A headline on the front page of the Styles section in this past Sunday New York Times caught my attention: “Forging A Bond In Mud And Guts”. It was a story about “Tough Mudder”. Which is, as Joshua David Stein (the writer) explains, “an extreme obstacle course that is becoming the macho sport of choice for Type A men (and some women) who find marathons too easy and triathlons meh”.
My interest in the story had nothing to do with any desire, on my part, to roll around in the mud. Not even with some hunky ‘warrior’ type. I was intrigued by the pulling together, the teamwork and the camaraderie between these guys. And also by the encouragement they gave each other. Even though, for the most part, they’d entered the event as strangers.
They were bonding. It was instinctive. Primal. In this case, it was happening because of the gruelling challenges they were putting themselves through. Workouts, at their most extreme.
Instantly I thought about my experiences here, on WordPress. About the people I’m ‘meeting’. All of whom are total strangers. And by that, I mean, we have never met in person. Never seen each other ‘in the flesh’. We’ve never gone for coffee. Or a drink. Met for lunch or brunch or dinner. Enjoyed the companionable silence of a walk. Shared a bench, in the park.
And we probably never will.
Yet, like the ‘mudders’ we, too, are forging bonds. The difference is, our bonds aren’t about the ‘physical’. We’re not pushing our bodies to the max. We’re pushing our minds, our intellect, our talent, our spirits and souls to the limit. Our love of telling stories is what’s bringing us together. Storytelling is our bond. Regardless of how we tell them. Regardless of ‘how’ we express ourselves. Whether it’s through art. Or photography. Writing essays. Or poetry. Short stories. Or flash fiction.
Through the sharing of recipes. Or music. Personal experiences. Times of adversity. And triumph. New beginnings. And endings. Hopes. And dreams. Fears. And desires. Political discourse. Spirituality. Or religious beliefs. Ours is a bond of pain and sorrow. Laughter and joy. Love and loss. Ups and downs. In sickness and good health. Through marriage. Divorce. Birth. Death. Even thoughts on re-birth. We share it all here on WordPress. We put ourselves, and our thoughts, out there. For all to see.
What fascinates me, though, is that we find each other. How we find each other. Whether it’s through the use of ‘tags’ or ‘categories’. Simultaneous publishing on Facebook and Twitter, LinkedIn and Tumblr; or everything else that’s available to us, to help carry our messages to the masses. Whether it’s through the recommendations of friends, because we leave comments on other blogs, or just plain serendipity.
The point is, we find each other.
We come together from as far away as India. Australia. The Far East. The Middle East. And Europe. We come together from all over the United States and Canada. From as close by, as streets or blocks from where we live. It’s astonishing. Amazing. And as Claire, ‘Word by Word‘, whose stories can be found here, expressed so perfectly to me on Sunday, “It is indeed a wonderful universe, the blogosphere, so much more full of like-minded souls than any other physical meeting place could ever be.”

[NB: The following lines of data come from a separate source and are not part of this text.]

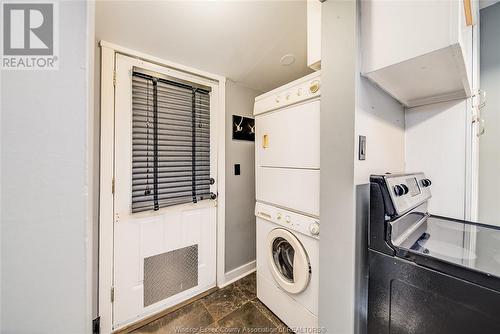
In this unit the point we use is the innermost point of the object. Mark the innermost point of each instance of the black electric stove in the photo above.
(428, 274)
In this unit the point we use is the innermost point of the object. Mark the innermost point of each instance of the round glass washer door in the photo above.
(288, 261)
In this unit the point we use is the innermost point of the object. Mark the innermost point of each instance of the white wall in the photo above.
(338, 230)
(240, 189)
(489, 151)
(45, 230)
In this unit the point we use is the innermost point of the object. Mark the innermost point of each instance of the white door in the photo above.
(289, 137)
(166, 256)
(287, 157)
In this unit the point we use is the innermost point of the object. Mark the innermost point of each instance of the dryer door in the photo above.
(288, 261)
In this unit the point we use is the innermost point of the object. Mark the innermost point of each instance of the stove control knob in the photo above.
(314, 228)
(398, 190)
(426, 182)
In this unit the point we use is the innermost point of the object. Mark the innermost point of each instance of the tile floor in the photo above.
(233, 309)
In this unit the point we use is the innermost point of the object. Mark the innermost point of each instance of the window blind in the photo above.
(170, 143)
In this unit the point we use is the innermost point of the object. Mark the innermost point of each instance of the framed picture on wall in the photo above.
(243, 128)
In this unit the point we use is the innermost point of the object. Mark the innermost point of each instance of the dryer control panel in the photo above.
(302, 89)
(294, 221)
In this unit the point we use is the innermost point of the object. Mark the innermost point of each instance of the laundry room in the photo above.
(250, 166)
(253, 68)
(250, 211)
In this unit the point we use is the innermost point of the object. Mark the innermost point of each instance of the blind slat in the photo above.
(170, 143)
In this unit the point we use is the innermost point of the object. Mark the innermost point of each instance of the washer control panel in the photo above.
(291, 220)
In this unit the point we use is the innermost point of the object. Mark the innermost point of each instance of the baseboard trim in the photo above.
(237, 273)
(143, 322)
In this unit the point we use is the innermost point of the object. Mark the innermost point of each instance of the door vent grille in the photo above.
(170, 273)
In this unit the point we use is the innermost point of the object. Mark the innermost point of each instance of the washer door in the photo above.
(288, 261)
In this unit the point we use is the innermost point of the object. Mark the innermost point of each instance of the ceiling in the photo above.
(243, 40)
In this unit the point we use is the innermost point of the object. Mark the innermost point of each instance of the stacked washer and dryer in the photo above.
(287, 156)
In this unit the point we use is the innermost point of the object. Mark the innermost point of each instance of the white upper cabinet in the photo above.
(417, 51)
(314, 34)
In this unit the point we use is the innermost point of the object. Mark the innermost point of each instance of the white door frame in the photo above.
(106, 198)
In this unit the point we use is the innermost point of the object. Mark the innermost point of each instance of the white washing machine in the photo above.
(287, 265)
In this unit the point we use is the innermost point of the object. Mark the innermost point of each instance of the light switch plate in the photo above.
(362, 148)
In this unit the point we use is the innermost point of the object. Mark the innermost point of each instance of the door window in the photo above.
(283, 254)
(170, 142)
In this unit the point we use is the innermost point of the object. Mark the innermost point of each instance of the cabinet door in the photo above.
(289, 137)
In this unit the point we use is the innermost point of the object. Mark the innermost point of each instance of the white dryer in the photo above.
(287, 266)
(287, 147)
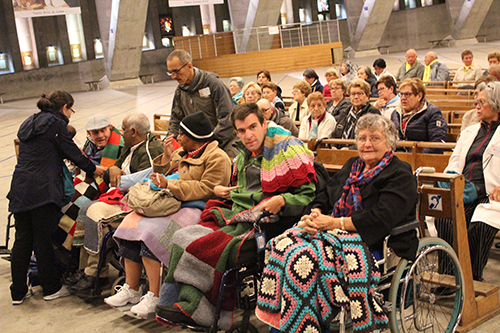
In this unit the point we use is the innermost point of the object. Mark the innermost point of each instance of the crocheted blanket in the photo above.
(156, 232)
(308, 277)
(286, 161)
(201, 254)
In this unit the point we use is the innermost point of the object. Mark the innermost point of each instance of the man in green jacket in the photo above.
(273, 173)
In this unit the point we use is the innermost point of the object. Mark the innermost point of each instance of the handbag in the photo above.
(151, 203)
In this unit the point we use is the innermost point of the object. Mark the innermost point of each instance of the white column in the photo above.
(25, 35)
(208, 17)
(75, 34)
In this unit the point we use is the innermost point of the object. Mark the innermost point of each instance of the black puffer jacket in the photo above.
(428, 124)
(389, 200)
(44, 143)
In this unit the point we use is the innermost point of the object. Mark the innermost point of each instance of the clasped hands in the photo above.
(273, 205)
(316, 221)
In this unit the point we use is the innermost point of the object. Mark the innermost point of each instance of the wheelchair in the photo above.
(424, 295)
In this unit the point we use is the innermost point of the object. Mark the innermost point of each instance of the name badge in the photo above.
(261, 241)
(495, 150)
(205, 92)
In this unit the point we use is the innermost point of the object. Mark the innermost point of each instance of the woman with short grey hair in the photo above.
(235, 86)
(375, 122)
(475, 158)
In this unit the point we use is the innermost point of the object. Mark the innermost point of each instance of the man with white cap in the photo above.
(104, 141)
(192, 172)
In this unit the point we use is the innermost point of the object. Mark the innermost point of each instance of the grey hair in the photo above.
(183, 56)
(139, 121)
(368, 70)
(263, 100)
(238, 80)
(373, 122)
(493, 95)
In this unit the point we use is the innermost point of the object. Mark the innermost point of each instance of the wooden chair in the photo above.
(481, 300)
(160, 123)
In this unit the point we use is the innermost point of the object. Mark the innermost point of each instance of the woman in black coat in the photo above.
(36, 193)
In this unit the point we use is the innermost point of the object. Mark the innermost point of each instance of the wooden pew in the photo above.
(481, 300)
(160, 123)
(333, 159)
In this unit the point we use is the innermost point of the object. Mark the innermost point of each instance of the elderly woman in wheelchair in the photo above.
(324, 263)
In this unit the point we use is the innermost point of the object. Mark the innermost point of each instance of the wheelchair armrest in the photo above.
(404, 227)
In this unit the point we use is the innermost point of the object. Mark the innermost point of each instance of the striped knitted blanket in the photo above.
(156, 232)
(286, 161)
(200, 254)
(308, 277)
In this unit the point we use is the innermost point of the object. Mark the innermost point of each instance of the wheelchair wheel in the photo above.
(427, 295)
(120, 281)
(236, 328)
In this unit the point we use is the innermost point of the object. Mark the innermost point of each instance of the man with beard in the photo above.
(199, 90)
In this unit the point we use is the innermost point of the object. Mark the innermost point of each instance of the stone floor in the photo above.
(72, 314)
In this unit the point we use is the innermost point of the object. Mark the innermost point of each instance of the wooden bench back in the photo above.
(160, 122)
(333, 158)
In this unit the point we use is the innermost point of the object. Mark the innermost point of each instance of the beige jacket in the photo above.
(198, 176)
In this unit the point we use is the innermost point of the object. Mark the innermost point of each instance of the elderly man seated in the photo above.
(104, 141)
(469, 71)
(277, 116)
(103, 146)
(411, 68)
(193, 172)
(265, 182)
(141, 147)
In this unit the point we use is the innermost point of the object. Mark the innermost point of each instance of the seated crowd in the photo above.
(273, 179)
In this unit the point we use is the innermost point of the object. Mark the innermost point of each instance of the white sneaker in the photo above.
(63, 292)
(147, 305)
(20, 301)
(124, 294)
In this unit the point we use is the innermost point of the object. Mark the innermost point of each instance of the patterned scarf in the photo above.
(350, 124)
(351, 196)
(286, 161)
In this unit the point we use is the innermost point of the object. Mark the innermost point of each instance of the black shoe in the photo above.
(173, 315)
(86, 284)
(74, 278)
(444, 291)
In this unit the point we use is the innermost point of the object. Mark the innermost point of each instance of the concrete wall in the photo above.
(154, 62)
(33, 83)
(72, 77)
(490, 23)
(414, 28)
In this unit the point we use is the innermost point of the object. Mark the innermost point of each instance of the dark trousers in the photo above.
(481, 237)
(33, 232)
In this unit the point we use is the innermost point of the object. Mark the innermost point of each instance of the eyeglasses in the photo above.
(375, 140)
(406, 95)
(481, 102)
(176, 71)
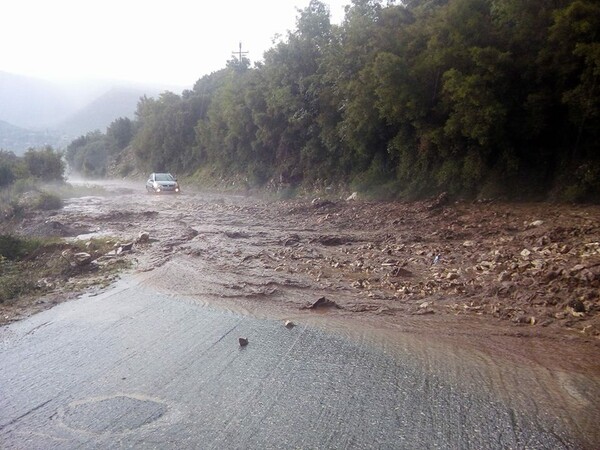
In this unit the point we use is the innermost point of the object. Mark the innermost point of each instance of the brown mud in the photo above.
(484, 282)
(523, 269)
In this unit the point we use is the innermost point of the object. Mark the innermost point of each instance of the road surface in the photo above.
(131, 368)
(154, 361)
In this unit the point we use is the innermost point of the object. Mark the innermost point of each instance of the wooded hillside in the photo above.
(483, 98)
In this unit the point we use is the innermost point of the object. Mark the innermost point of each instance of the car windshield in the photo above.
(164, 177)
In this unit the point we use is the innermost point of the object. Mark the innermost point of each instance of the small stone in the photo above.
(144, 236)
(82, 258)
(504, 276)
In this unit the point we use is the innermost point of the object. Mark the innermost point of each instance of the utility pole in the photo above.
(239, 53)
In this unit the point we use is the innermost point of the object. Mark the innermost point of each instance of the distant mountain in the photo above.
(35, 112)
(97, 115)
(18, 140)
(31, 103)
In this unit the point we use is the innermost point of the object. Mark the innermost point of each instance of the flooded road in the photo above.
(131, 368)
(154, 361)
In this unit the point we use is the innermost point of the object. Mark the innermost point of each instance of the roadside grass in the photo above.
(37, 266)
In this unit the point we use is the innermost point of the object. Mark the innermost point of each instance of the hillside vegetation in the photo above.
(478, 98)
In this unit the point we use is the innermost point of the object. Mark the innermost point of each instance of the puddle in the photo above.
(112, 414)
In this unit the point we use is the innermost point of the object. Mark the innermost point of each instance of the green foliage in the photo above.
(45, 164)
(89, 155)
(408, 99)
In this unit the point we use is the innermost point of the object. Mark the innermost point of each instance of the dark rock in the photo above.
(323, 302)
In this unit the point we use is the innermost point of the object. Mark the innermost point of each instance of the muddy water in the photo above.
(246, 255)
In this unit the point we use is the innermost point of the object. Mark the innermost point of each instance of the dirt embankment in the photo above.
(532, 268)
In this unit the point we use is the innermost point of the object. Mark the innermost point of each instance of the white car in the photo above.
(159, 183)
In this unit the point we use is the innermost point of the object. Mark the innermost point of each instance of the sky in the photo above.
(167, 42)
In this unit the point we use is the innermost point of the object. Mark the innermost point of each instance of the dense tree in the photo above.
(474, 97)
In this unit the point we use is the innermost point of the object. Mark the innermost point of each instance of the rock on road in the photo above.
(134, 369)
(155, 360)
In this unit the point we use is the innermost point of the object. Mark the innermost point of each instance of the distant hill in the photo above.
(18, 140)
(32, 103)
(97, 115)
(34, 112)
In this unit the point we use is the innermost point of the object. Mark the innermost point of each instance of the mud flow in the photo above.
(508, 294)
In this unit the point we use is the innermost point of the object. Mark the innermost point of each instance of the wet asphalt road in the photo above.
(133, 369)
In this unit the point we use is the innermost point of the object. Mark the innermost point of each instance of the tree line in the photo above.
(480, 98)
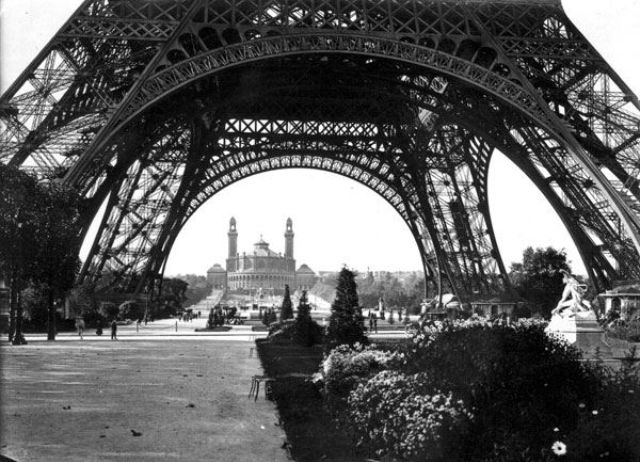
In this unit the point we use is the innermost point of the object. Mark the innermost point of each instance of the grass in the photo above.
(310, 429)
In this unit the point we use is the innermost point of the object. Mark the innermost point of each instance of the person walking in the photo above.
(114, 330)
(80, 327)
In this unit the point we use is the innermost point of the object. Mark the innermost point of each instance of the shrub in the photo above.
(520, 383)
(393, 414)
(346, 366)
(282, 331)
(346, 324)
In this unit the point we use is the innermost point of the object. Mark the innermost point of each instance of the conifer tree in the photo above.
(307, 331)
(346, 324)
(286, 312)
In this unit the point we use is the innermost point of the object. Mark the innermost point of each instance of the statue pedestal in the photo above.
(582, 330)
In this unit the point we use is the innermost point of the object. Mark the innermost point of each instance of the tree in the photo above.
(346, 324)
(39, 240)
(286, 312)
(19, 204)
(538, 278)
(58, 238)
(308, 332)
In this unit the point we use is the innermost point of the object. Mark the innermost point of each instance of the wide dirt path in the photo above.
(134, 400)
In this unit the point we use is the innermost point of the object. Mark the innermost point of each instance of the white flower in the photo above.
(559, 448)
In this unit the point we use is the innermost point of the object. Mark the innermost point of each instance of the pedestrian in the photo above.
(80, 327)
(114, 330)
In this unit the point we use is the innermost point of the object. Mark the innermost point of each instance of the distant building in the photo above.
(261, 269)
(625, 300)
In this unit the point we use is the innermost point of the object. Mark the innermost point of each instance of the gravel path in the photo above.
(142, 400)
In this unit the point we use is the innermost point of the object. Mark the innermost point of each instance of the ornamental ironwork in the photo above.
(154, 106)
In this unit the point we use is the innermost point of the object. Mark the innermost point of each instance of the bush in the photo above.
(393, 414)
(282, 331)
(346, 366)
(520, 383)
(346, 324)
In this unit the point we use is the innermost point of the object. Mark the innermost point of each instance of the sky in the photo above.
(336, 220)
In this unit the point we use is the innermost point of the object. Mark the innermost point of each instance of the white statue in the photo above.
(572, 301)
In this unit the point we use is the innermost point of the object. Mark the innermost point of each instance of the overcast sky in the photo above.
(336, 220)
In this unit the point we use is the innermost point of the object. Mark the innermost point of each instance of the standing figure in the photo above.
(80, 327)
(114, 330)
(572, 296)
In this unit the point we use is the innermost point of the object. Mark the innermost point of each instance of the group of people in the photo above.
(80, 326)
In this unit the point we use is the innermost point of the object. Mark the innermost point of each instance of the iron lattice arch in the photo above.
(155, 106)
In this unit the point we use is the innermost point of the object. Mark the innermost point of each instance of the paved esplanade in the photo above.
(142, 400)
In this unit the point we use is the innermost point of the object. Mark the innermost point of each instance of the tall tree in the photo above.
(308, 331)
(346, 324)
(39, 240)
(19, 204)
(286, 312)
(538, 279)
(58, 235)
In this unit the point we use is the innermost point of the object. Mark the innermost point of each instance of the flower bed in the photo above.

When we like what we read, we check back, to see what’s new. That leads to ‘following’. Subscribing. ‘Liking’. Sometimes ‘re-blogging’. And commenting. Conversations begin. Discussions abound. Suggestions are offered. Encouragement given. Experiences shared. Jokes exchanged.
Bonds are formed. And as untraditional, as unorthodox as they may be, so are friendships. Relationships that, in all probability, will never extend beyond this WordPress world of ours. Which does nothing to diminish their significance in our lives.
In some ways, we are closer to each other, than we are to those we can reach out and touch. Because we share WordPress. We’re here for the same reason. In this regard, we’re soul mates. In this regard, we understand each other. Far better than those who haven’t experienced this world. Those who aren’t as compelled as we are to bare their souls. Make others cry. And laugh. And nod their heads in agreement. Or disagreement.
Kindred spirits. That’s what we are. And it is really nice to know you.